La décision de la région Ile-de-France, dirigée par le Parti socialiste, de choisir un centre d'appels téléphonique au Maroc pour remplacer une société opérant en France a suscité vendredi une protestation du gouvernement et une réaction de François Hollande. Tout en rejetant la "surenchère protectionniste", le chef de l'Etat a estimé à propos de cette affaire que tout devait être fait pour favoriser l'emploi en France. "Je demande à tous les responsables publics d'être très attentifs, chaque fois qu'il est possible, en fonction des règles (...) qu'il y ait un choix qui puisse être favorable au travail en France", a-t-il dit à la presse en marge d'un déplacement dans les Yvelines. Le ministre du Redressement productif Arnaud Montebourg est allé plus loin en demandant au président de la région, Jean-Paul Huchon, de revoir la décision.
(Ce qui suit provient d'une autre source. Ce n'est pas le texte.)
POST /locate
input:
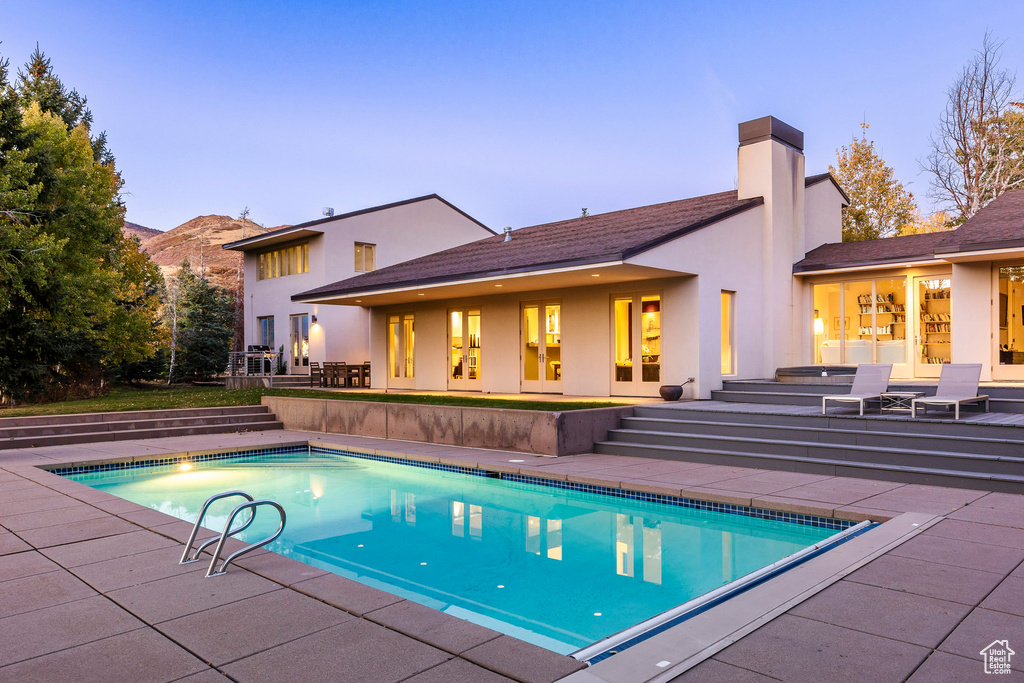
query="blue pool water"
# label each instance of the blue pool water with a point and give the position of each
(560, 568)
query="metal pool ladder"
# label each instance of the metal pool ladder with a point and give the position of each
(250, 505)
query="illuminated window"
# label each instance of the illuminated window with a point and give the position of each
(401, 345)
(286, 261)
(728, 349)
(365, 257)
(266, 331)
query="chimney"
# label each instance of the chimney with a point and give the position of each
(771, 166)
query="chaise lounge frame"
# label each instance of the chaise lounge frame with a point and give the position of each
(868, 384)
(957, 385)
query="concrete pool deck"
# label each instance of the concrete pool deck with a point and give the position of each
(91, 589)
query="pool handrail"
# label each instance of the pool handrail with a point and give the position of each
(199, 522)
(251, 505)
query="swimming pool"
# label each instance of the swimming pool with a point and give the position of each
(558, 564)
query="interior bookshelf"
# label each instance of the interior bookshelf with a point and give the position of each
(890, 315)
(936, 322)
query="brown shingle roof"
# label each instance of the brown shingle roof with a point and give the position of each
(597, 239)
(359, 212)
(998, 224)
(845, 254)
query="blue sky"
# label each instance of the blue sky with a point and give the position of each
(517, 113)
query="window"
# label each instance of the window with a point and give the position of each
(365, 257)
(728, 348)
(860, 322)
(287, 261)
(265, 331)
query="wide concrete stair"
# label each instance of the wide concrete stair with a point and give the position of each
(1004, 398)
(91, 427)
(291, 381)
(927, 452)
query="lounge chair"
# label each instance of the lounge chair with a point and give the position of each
(957, 384)
(868, 383)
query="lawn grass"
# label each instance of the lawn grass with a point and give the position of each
(155, 396)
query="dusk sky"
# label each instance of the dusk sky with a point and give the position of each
(517, 113)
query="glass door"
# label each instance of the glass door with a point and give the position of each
(299, 360)
(542, 347)
(1010, 340)
(400, 350)
(464, 350)
(934, 325)
(636, 346)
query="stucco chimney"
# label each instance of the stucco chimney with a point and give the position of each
(771, 166)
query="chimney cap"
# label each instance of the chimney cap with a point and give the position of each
(770, 128)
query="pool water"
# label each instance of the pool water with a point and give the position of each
(559, 568)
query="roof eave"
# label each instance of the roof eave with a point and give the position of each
(268, 239)
(876, 264)
(310, 296)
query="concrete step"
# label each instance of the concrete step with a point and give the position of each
(134, 434)
(850, 421)
(994, 391)
(795, 398)
(886, 472)
(92, 427)
(825, 451)
(832, 435)
(79, 418)
(122, 425)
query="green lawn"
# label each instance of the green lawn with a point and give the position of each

Le président de la région Ile-de-France a annoncé vendredi après-mdii qu'il "étudiera toutes les voies légales possible" pour faire face à cette situation, après que le président François Hollande l'a appelé à la responsabilité.
Impossibilité juridique ?
Prise par une commission d'appels d'offres le 11 juillet et entérinée par le Syndicat des transports d'Ile-de-France, elle vise un centre d'appels destiné à informer chômeurs et titulaires des minima sociaux sur leurs droits aux transports. "J'ai dit à monsieur Jean-Paul Huchon, qui est le président de la région, qu'il était utile de reconsidérer la décision, en remettant l'appel d'offres sur le métier. Nous nous battons pour relocaliser des emplois, ce n'est pas pour accepter qu'on les délocalise", a dit Arnaud Montebourg sur Europe 1. Jean-Paul Huchon, président de la région depuis 1998, a répondu que l'appel d'offres avait été passé dans les formes légales imposées au plan européen, qui interdisent selon lui de faire de la localisation des emplois un critère de choix. "Donc on ne peut pas en termes juridiques, en termes de marchés, passer par un autre système. C'est le code des marchés, c'est la loi, je n'y peux rien", a-t-il dit sur France Bleu. Il explique avoir écrit à Arnaud Montebourg pour lui demander de modifier la loi et changer le code des marchés publics sur ce point.
L'ex-ministre UMP et élue régionale Valérie Pécresse a dit que l'UMP avait voté contre cette décision et a estimé que la gauche était prise en flagrant délit de contradiction. Il est possible, dit-elle, d'introduire dans l'appel d'offres des "critères sociaux suffisamment précis et exigeants pour privilégier les emplois localisés sur notre territoire". Le groupe UMP souhaite donc que le conseil régional revienne sur sa décision concernant ce marché.
Le prestataire choisi au Maroc est un groupement d'entreprises à direction française, explique-t-on dans les services de Jean-Paul Huchon. La société qui se verrait ainsi retirer le marché, Webhelp, parle de la suppression possible de 80 emplois à Fontenay-le-Comte (Vendée) et Saint-Avold (Moselle). Elle évoque un coût de 28 euros de l'heure en France pour un centre d'appels contre 14 au Maroc. Sur son site internet, elle présente des services de télémarketing, service client, recouvrement, pouvant être dispensés par des centres d'appel situés en France mais aussi au Maroc, en Algérie et en Roumanie.